Here we describe a novel MSTO1-related case in a 48-year-old woman followed since she was 3 years aged at our Neuromuscular Center, for delayed motor milestones, language and learning difficulty, muscle weakness, then associated with dysarthria and a mild progressive muscle and cerebellar involvement in the very late disease stages, harboring a compound heterozygosity for two MSTO1 pathogenic variants, detected by clinical exome sequencing: NM_018116:c.9_12del p.(Gly4Profs*68) in the first exon and NM_018116:c.836G>A p.(Arg279His) in exon 9.

Case Report

45-Years-Clinical History

Our proband was followed at our Neuromuscular Center, for delayed motor, language and learning milestones, starting from 1978. Her Caucasian parents were non-consanguineous, and family history was otherwise unremarkable. She started walking at 3 years of age, when scoliosis convex to the right, arched palate, triangular face, thick hair and arthrogryposis were first noted. Subsequently, she manifested a mild progressive muscular and cerebellar involvement, with dysarthria and predominant proximal hip girdle weakness, developing difficulties in jumping.

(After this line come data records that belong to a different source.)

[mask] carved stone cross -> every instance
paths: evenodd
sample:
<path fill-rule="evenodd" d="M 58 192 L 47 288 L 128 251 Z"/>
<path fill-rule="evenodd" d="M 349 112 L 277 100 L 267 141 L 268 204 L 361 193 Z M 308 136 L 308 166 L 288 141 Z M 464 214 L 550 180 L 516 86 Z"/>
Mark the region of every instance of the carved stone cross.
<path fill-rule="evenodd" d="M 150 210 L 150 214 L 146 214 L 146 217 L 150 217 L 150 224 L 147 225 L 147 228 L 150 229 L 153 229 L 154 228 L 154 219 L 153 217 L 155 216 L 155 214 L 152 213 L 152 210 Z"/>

Initial diagnostic assessment included blood tests, muscular enzymes determination, neurophysiological studies, ECG 24-hour monitoring, echocardiography, respiratory function tests, brain and muscle MRI, muscle biopsy. Baseline blood testing resulted overall normal, including serum lactate levels, otherwise plasma Creatine Kinase (CK) was constantly elevated (min 218 - max 1750 UI/L).

A first muscle biopsy from the vastus lateralis muscle performed when she was 10 years old, displayed chronic myopathic changes: striking variability in muscle fibre size, fibre hypertrophy (data not shown). A second one, taken from the biceps brachialis muscle ten years later, showed the same findings, in particular simultaneous occurrence of central nucleus, and areas devoid of oxidative stains, as revealed by phosphorylase and oxidative enzyme staining (data not shown). A third one, taken from the deltoid when she was 45 aged, showed high fiber size variability, nuclear internalization and connective tissue increase. (Figure 1) Moreover, there was no histochemical signs of mitochondrial pathology.